8.5 Challenges with IoT

These technologies apart from being of much value to the organization pose some challenges also.

  1. 1.

    With both work-relevant and non-relevant data flooding in, the organizations using these applications must be equipped with relevant expertise to meaningfully interpret this data.

  2. 2.

    Data fuels the IoT. Very less or incorrect information can lead to wrong interpretation whereas too much information complicates the entire process. Organizations must be able to capture adequate and valuable data.

  3. 3.

    Many employees may not be comfortable if their bosses have unrestricted visibility into their activities at workplace as they fear privacy invasions and worry about how non-work activities could impact their job. Also, research shows that 75% of employees feel that their employers are collecting data about them without their knowledge (Mary 2013).

  4. 4.

    Continuous monitoring and too much surveillance may also end up with reduced employee engagement or generate frustration and stress.

  5. 5.

    Organizations must identify and design IoT applications that are suitable for them. Requirement of a package delivery companies can be different from that of a product designing firm. Ultimately, it should improve performance efficiency at the same time offering employees obvious, tangible value.

  6. 6.

    These monitoring systems are continuous and pervasive. If not managed effectively, it can encourage employees to assume organization unfairness and that might also lead to reduced organization commitment.

8.6 Conclusion

IoT technology helps to make workplace more efficient, productive, and meaningful for both organization and its members. It equips organization leaders to address many problems and make the company much more competitive by carefully balancing the business needs with employee’s objectives of lifestyle and privacy concern.
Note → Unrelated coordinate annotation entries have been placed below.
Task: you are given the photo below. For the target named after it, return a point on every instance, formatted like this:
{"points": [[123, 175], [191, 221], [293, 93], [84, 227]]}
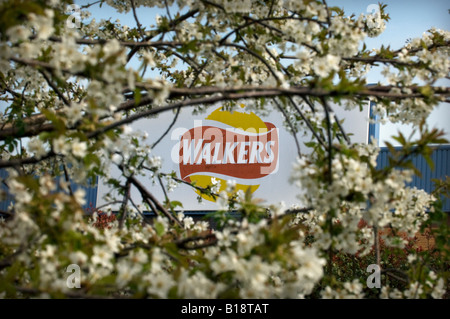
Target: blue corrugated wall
{"points": [[91, 193], [441, 159]]}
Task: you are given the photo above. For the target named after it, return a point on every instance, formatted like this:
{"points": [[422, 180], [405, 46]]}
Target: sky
{"points": [[409, 19]]}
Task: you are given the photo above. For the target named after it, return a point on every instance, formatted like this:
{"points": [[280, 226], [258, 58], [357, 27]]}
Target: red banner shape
{"points": [[231, 152]]}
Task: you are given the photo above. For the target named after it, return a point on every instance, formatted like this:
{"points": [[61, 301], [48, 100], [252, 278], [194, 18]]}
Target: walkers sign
{"points": [[256, 152], [229, 145]]}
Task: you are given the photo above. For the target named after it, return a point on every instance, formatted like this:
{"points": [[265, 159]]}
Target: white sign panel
{"points": [[217, 146]]}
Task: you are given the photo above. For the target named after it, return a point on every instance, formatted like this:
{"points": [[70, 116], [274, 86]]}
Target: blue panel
{"points": [[4, 204], [441, 170], [374, 128], [91, 193]]}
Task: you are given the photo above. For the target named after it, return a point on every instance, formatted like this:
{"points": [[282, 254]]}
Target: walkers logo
{"points": [[228, 145]]}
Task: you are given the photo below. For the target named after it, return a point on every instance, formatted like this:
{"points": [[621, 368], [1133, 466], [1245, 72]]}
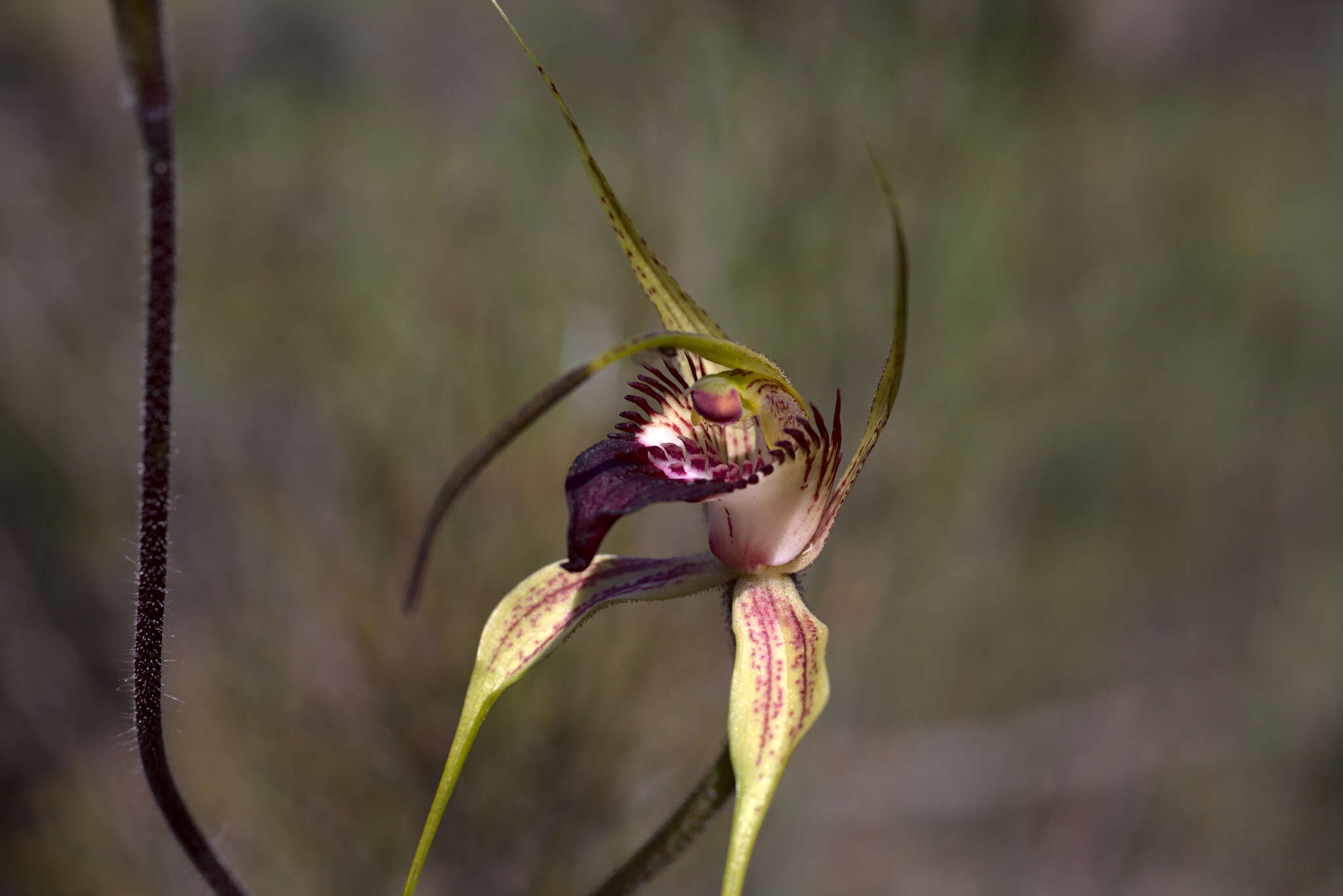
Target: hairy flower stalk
{"points": [[716, 423]]}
The benefits of these technologies have to be clearly communicated to the employee. Organizations must develop policies and procedures for data governance, clear process to ensure data security, authorized access, and accountability for security and quality standards. Monitoring of email, social media, and other communications must be consistent with legal and regulatory requirements, organizations’ internal policies, and other guidelines in ways that balance security requirements and employees’ privacy rights.

Establishing a foundation of trust is a must when organizations intend to incorporate these IoT enable technologies to their workplace. This trust in turn ensures the user buy-in and compliance by the employees.